Figure 5.
3D Ultrastructural Analysis of Mossy-Fiber-CA3 Synapses in Dock10-Cre;Ai32 Slices after High-Frequency Stimulation (100 × 5 ms LPs at 20 Hz, 2 mM Ca2+)
(A–C) High-magnification electron tomographic subvolumes of active zones (AZs) for three conditions: NS, no stimulation (A); ST, stimulation in the presence of 1 μM TTX (B); S, stimulation (C).
(D–F) 3D models (docked vesicles, turquoise; undocked vesicles, gray; AZ, blue; putative endocytic pits, red) and orthogonal views (insets).
(G) Distribution of SVs (Ø < 60 nm) within 60 nm of the AZ normalized to AZ area.
(H) Spatial density of docked SVs (0- to 2-nm bin) normalized to AZ area.
(I) SV number within 0 to 40 nm of the AZ normalized to AZ area.
(J) Spatial density of docked giant vesicles (GVs; Ø >60 nm) normalized to AZ area.

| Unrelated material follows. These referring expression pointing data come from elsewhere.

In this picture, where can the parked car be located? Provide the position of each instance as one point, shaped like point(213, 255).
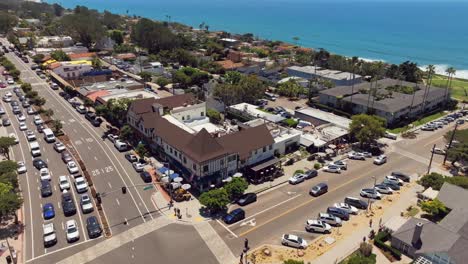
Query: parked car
point(380, 160)
point(317, 226)
point(93, 227)
point(293, 241)
point(234, 216)
point(71, 228)
point(356, 202)
point(247, 198)
point(330, 219)
point(370, 193)
point(297, 178)
point(319, 189)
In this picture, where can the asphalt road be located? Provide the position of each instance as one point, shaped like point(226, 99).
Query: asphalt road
point(285, 209)
point(108, 167)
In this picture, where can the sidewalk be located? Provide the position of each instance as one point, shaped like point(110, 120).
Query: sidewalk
point(347, 246)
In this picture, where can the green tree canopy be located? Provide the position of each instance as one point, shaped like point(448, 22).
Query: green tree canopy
point(215, 199)
point(367, 128)
point(236, 187)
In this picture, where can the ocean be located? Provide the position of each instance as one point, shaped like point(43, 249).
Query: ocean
point(433, 32)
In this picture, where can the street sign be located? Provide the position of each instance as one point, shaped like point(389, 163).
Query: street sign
point(149, 187)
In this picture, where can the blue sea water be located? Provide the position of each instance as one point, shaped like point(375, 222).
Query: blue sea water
point(394, 31)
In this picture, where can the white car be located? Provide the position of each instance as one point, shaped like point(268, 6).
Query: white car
point(297, 178)
point(293, 241)
point(30, 135)
point(21, 117)
point(59, 146)
point(21, 167)
point(81, 185)
point(50, 238)
point(72, 167)
point(86, 204)
point(380, 160)
point(44, 173)
point(38, 120)
point(332, 168)
point(383, 189)
point(394, 180)
point(64, 184)
point(317, 226)
point(330, 219)
point(356, 156)
point(138, 166)
point(73, 234)
point(348, 208)
point(23, 126)
point(13, 135)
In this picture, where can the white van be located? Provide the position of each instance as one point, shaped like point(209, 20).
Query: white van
point(35, 149)
point(120, 146)
point(49, 135)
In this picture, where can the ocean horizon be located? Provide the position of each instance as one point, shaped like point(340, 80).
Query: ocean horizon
point(392, 31)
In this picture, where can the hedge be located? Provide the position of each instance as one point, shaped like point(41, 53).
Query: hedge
point(379, 241)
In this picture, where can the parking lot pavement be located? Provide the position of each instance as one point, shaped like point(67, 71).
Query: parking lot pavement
point(30, 185)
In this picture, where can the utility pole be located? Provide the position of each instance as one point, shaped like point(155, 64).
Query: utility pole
point(430, 162)
point(450, 143)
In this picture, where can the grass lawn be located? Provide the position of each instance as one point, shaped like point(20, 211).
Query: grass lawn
point(418, 122)
point(459, 86)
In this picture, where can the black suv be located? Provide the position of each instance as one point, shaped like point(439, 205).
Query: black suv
point(68, 204)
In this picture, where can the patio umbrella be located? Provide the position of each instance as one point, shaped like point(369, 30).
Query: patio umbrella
point(178, 179)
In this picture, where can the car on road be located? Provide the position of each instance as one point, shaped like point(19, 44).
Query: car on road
point(64, 184)
point(22, 126)
point(297, 178)
point(319, 189)
point(86, 204)
point(66, 156)
point(6, 122)
point(330, 219)
point(356, 202)
point(93, 227)
point(30, 135)
point(21, 167)
point(48, 211)
point(38, 163)
point(356, 156)
point(247, 198)
point(370, 193)
point(341, 213)
point(44, 174)
point(50, 237)
point(80, 184)
point(380, 160)
point(402, 176)
point(72, 167)
point(234, 216)
point(73, 234)
point(131, 157)
point(68, 205)
point(332, 168)
point(383, 189)
point(293, 241)
point(313, 225)
point(146, 176)
point(348, 208)
point(311, 174)
point(59, 146)
point(46, 189)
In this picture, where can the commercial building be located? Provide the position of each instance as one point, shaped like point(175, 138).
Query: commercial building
point(387, 101)
point(337, 77)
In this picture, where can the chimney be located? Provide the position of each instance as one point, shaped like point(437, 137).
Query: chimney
point(417, 234)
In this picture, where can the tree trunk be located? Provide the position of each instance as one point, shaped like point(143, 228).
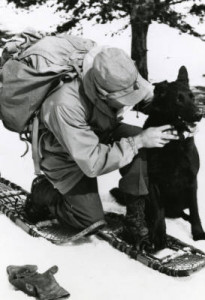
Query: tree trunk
point(139, 46)
point(140, 18)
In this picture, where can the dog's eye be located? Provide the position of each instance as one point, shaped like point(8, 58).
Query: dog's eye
point(180, 98)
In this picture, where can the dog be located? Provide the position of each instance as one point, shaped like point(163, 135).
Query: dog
point(173, 169)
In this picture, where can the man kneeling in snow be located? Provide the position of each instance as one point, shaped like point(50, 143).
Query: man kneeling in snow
point(85, 138)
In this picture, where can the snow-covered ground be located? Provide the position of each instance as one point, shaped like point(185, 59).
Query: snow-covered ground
point(91, 269)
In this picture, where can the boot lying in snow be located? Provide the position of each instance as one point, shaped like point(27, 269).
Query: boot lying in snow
point(42, 286)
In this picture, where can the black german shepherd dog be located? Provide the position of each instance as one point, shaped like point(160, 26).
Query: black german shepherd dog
point(173, 169)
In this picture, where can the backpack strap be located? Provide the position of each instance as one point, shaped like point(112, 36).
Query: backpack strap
point(35, 149)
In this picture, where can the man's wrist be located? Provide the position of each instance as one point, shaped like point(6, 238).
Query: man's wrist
point(136, 143)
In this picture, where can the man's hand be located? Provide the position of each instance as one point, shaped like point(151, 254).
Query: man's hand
point(156, 137)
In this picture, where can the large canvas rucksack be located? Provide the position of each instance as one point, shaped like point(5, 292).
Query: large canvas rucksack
point(34, 65)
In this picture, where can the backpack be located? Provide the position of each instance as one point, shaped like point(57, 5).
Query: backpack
point(32, 69)
point(33, 65)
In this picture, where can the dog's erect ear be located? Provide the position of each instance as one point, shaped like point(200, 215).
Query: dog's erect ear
point(183, 76)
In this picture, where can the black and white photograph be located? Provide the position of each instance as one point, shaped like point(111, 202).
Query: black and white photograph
point(102, 149)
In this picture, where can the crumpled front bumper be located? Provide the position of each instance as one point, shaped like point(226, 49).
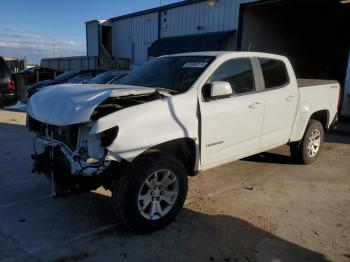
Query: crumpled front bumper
point(76, 166)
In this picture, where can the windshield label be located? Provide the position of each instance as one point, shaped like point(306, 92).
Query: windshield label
point(195, 65)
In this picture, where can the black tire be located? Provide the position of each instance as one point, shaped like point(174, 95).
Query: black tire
point(300, 151)
point(126, 191)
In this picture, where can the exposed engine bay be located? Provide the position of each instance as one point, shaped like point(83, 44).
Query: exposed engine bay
point(73, 158)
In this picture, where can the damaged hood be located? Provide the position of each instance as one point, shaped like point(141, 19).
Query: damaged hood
point(69, 104)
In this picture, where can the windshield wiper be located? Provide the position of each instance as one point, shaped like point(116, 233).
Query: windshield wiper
point(162, 89)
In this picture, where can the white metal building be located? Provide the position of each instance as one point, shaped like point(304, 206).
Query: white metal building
point(130, 36)
point(312, 33)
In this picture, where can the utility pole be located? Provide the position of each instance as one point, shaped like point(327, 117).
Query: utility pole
point(54, 50)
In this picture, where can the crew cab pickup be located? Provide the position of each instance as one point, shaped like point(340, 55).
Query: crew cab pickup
point(171, 118)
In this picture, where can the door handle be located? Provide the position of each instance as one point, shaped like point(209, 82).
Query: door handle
point(289, 98)
point(255, 105)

(K) Percentage of docked GVs within 0 to 40 nm of the AZ.
(L) Vesicle diameter distribution for undocked vesicles within 100 nm of the AZ (2 nm bins). NS, 395 vesicles; ST, 365 vesicles; S, 516 vesicles.
(M) Mean diameter of docked vesicles. NS, 103 vesicles; ST, 115 vesicles; S, 108 vesicles.

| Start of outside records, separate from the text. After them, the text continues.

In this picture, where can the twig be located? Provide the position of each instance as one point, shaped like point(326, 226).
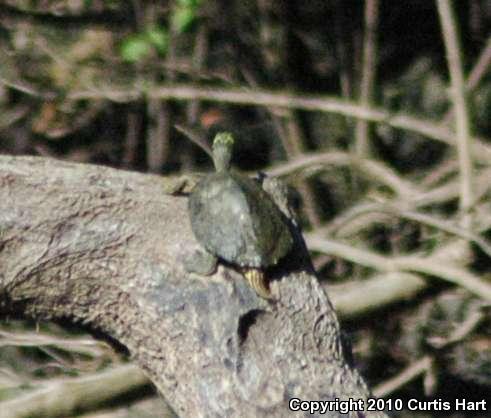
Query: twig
point(429, 266)
point(369, 66)
point(62, 397)
point(462, 123)
point(376, 170)
point(411, 372)
point(421, 218)
point(355, 298)
point(481, 151)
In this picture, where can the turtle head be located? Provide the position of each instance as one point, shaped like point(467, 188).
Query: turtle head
point(222, 150)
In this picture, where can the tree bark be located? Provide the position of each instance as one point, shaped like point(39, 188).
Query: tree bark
point(104, 248)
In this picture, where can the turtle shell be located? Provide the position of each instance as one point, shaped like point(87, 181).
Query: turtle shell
point(236, 220)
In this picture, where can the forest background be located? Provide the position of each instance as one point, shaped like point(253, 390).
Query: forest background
point(377, 113)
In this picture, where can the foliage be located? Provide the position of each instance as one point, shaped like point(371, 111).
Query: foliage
point(80, 82)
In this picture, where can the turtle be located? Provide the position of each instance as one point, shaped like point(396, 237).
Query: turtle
point(235, 220)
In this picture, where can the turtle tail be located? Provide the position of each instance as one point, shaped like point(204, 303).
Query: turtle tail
point(256, 280)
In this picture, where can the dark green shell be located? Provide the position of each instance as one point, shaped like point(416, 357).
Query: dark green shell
point(233, 218)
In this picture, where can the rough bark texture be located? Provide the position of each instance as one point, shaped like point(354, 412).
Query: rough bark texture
point(105, 247)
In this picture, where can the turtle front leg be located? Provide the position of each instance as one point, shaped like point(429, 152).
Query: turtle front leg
point(201, 262)
point(257, 281)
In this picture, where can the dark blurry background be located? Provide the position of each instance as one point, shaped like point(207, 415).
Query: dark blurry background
point(79, 81)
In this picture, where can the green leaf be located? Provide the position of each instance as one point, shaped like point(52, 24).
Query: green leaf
point(134, 48)
point(183, 18)
point(192, 4)
point(159, 38)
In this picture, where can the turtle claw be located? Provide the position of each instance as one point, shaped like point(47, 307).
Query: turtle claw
point(257, 281)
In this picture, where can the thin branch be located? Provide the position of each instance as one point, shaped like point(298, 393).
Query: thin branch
point(462, 123)
point(373, 169)
point(369, 66)
point(480, 68)
point(481, 151)
point(411, 372)
point(422, 218)
point(64, 397)
point(429, 266)
point(358, 297)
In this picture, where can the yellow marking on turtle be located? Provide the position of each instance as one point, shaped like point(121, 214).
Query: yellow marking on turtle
point(257, 281)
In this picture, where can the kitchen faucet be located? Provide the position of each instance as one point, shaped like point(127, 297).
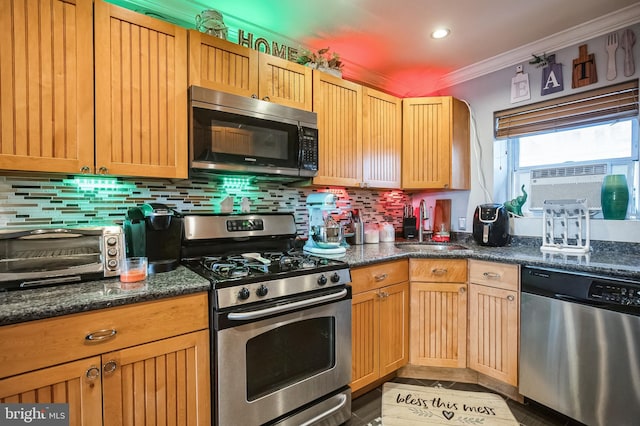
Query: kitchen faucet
point(421, 213)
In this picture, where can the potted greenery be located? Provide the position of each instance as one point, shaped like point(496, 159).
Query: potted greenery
point(322, 60)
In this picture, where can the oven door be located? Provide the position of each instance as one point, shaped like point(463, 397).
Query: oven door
point(274, 366)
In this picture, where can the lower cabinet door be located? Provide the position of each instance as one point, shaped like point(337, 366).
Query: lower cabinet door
point(365, 359)
point(163, 382)
point(493, 334)
point(438, 324)
point(394, 324)
point(76, 383)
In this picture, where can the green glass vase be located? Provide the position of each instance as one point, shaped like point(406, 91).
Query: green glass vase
point(614, 197)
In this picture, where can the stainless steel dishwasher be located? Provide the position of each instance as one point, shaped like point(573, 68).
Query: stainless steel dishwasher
point(580, 345)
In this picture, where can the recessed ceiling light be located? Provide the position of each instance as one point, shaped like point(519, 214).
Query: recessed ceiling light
point(440, 33)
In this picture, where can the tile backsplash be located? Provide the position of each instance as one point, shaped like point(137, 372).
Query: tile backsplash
point(28, 199)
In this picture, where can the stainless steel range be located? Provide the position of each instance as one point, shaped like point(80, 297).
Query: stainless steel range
point(280, 321)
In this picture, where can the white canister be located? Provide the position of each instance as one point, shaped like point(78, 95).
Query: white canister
point(387, 233)
point(371, 234)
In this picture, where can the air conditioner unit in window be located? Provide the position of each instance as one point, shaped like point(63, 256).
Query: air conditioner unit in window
point(572, 182)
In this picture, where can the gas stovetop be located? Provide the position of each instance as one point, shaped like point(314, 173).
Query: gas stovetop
point(215, 245)
point(225, 271)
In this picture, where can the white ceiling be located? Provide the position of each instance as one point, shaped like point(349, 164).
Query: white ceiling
point(387, 43)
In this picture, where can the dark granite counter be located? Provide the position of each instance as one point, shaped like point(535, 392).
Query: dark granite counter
point(615, 260)
point(28, 305)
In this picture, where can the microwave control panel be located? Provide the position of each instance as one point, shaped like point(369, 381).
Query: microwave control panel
point(309, 148)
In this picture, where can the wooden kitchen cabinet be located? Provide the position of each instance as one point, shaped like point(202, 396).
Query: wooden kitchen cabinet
point(380, 315)
point(218, 64)
point(338, 104)
point(46, 85)
point(154, 364)
point(141, 94)
point(381, 140)
point(436, 144)
point(438, 320)
point(494, 309)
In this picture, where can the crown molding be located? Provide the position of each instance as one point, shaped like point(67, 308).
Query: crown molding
point(591, 29)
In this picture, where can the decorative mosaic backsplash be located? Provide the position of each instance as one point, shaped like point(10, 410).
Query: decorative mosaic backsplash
point(46, 199)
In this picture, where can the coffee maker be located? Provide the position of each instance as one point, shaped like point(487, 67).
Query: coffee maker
point(154, 231)
point(325, 234)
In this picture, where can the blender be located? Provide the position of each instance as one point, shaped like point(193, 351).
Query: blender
point(325, 234)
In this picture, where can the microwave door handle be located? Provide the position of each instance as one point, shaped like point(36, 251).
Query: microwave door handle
point(241, 316)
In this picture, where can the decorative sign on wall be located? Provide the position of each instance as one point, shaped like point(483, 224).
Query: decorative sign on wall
point(584, 69)
point(551, 77)
point(520, 86)
point(261, 44)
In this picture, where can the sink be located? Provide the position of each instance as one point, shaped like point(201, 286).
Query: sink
point(429, 246)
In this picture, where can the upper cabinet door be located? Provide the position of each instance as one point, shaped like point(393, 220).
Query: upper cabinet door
point(285, 82)
point(339, 106)
point(218, 64)
point(46, 85)
point(382, 139)
point(426, 158)
point(141, 93)
point(436, 141)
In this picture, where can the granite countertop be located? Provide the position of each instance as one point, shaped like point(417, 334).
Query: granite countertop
point(28, 305)
point(616, 259)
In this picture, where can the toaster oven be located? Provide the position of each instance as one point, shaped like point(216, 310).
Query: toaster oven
point(32, 258)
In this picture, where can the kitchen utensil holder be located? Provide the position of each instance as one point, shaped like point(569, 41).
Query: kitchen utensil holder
point(565, 226)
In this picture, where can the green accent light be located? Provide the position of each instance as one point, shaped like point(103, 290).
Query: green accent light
point(235, 183)
point(97, 184)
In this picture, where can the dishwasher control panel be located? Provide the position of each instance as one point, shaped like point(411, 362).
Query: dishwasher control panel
point(616, 293)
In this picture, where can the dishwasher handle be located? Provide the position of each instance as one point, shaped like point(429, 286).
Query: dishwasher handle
point(572, 299)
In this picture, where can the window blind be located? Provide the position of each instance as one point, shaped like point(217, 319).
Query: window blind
point(593, 106)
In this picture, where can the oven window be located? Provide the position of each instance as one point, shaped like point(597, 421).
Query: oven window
point(289, 354)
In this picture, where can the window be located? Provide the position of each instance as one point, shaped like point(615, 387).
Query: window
point(561, 149)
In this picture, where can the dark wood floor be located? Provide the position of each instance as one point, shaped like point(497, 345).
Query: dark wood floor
point(367, 408)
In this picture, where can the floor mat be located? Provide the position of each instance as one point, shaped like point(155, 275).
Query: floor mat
point(408, 405)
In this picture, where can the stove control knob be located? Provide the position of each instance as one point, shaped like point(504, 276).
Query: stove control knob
point(262, 290)
point(244, 293)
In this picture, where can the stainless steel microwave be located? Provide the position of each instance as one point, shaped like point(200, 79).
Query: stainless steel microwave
point(231, 133)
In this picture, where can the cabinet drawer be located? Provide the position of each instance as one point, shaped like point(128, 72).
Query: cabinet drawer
point(37, 344)
point(494, 274)
point(379, 275)
point(438, 270)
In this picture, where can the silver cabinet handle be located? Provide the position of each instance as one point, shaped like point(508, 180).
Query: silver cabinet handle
point(100, 335)
point(93, 373)
point(491, 275)
point(109, 367)
point(342, 399)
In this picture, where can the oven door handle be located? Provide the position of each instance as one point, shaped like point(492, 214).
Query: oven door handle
point(241, 316)
point(342, 400)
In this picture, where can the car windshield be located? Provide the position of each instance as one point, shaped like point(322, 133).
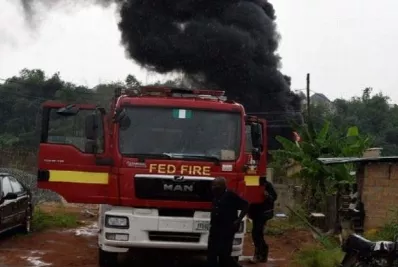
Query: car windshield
point(184, 133)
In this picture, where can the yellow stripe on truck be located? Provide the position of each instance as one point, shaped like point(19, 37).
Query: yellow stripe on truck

(N) Spatial distribution of vesicles with respect to vesicle diameter.
Scale bars: (A–C) 100 nm. Error bars indicate mean ± SEM; ∗p < 0.05; ∗∗p < 0.01. NS, three cultures, three slices, n = 22 AZs; ST, three cultures, three slices, n = 21 AZs; S, two cultures, three slices, n = 28 AZs.